San Francisco Mayor London Breed on Tuesday announced a new partnership between The City and several organizations and businesses to launch Shine On SF — a new initiative encouraging cleanliness along city streets.
Shine On SF brings together more than 40 neighborhood groups, benefit districts, nonprofit organizations and businesses to engage residents and fund programs that will keep city streets and public spaces looking pristine.
“San Franciscans care deeply about our city — for its unique beauty, culture, diversity and its neighborhoods,” Breed said in a statement.
“During this pandemic, we showed what we can do when we come together to protect and care for one another, and we need to carry that spirit forward to care for our city. Clean sidewalks and beautiful public spaces are essential to public health, community, and economic viability. They are a matter of equity that every resident and visitor should enjoy. We are launching Shine On SF to do more to keep San Francisco clean, celebrate all those who take care of our city every day, and inspire everyone to do their part to make this city shine,” she said.
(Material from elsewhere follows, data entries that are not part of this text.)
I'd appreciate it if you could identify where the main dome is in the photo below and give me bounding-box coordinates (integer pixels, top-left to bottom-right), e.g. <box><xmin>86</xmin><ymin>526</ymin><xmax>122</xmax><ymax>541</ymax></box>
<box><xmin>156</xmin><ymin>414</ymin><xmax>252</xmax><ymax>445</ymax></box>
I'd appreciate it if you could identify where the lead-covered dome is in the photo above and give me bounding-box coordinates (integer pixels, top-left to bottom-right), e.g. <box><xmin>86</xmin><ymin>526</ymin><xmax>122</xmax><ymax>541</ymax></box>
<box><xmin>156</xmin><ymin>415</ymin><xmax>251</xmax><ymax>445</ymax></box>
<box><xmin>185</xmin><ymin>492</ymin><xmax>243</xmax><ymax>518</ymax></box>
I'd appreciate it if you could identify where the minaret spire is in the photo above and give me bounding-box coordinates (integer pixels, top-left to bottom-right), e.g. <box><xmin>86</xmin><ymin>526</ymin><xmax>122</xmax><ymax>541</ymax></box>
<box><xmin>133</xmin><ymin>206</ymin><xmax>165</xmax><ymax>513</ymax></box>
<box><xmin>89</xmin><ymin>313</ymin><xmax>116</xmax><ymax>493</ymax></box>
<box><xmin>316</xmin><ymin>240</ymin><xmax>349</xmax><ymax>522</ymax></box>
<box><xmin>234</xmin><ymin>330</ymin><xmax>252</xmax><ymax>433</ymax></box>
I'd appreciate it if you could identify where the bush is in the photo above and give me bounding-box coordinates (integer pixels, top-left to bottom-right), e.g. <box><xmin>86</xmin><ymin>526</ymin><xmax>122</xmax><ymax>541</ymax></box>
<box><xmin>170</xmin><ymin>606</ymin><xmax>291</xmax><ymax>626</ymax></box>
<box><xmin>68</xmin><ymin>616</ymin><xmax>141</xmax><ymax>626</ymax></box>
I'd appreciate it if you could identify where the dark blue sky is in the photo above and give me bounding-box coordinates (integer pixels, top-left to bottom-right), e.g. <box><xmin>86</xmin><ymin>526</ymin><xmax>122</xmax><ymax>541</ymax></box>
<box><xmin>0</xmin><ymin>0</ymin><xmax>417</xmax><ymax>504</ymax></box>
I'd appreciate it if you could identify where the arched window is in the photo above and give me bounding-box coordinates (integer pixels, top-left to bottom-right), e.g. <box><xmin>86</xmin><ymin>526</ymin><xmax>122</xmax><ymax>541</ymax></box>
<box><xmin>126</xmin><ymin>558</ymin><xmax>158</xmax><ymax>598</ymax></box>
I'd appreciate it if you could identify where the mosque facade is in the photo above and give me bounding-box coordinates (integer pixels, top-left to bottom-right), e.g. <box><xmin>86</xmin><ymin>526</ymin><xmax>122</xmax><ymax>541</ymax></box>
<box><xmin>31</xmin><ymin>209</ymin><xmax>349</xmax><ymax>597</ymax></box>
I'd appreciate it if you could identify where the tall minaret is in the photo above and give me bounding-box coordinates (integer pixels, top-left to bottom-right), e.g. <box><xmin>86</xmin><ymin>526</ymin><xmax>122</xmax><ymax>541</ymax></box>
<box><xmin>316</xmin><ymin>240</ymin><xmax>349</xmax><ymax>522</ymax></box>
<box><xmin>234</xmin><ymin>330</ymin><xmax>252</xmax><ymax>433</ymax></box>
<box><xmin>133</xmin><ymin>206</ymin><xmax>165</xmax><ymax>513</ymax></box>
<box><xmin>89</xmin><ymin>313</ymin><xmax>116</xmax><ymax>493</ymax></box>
One component of Shine On SF will create opportunities for residents to volunteer through neighborhood clean up events; gardening projects; and public space activation and beautification projects. The initiative will help match volunteers with the needs voiced by community-based groups and city agencies.
A second component of Shine On SF aims to make immediate investments in further cleaning efforts with $96.2 million already set aside in the city budget for such efforts. The investments will go toward things like, expanding the CleanCorridorsSF program, which deploys San Francisco Public Works street cleaners to different neighborhood commercial corridors weekly to power wash, sweep sidewalks and clean up graffiti; expanding the Community Youth Center Power Wash Mobile Team, which employs immigrants who face barriers to employment to further provide cleaning services for commercial corridors; and replacing trash cans over the next three years with receptacles that prevent overflow; among other efforts.
“We are already seeing real world results from this partnership between the city and the community,” said Simon Bertrang, executive director of the Tenderloin Community Benefit District.
Community benefit districts already provide services like cleaning, trash collection and neighborhood ambassadors through separate city funding.
“Shine On connects all of the community benefit districts and the neighborhoods we serve with nonprofits, private citizens and the city to harness the power of collective action,” he said.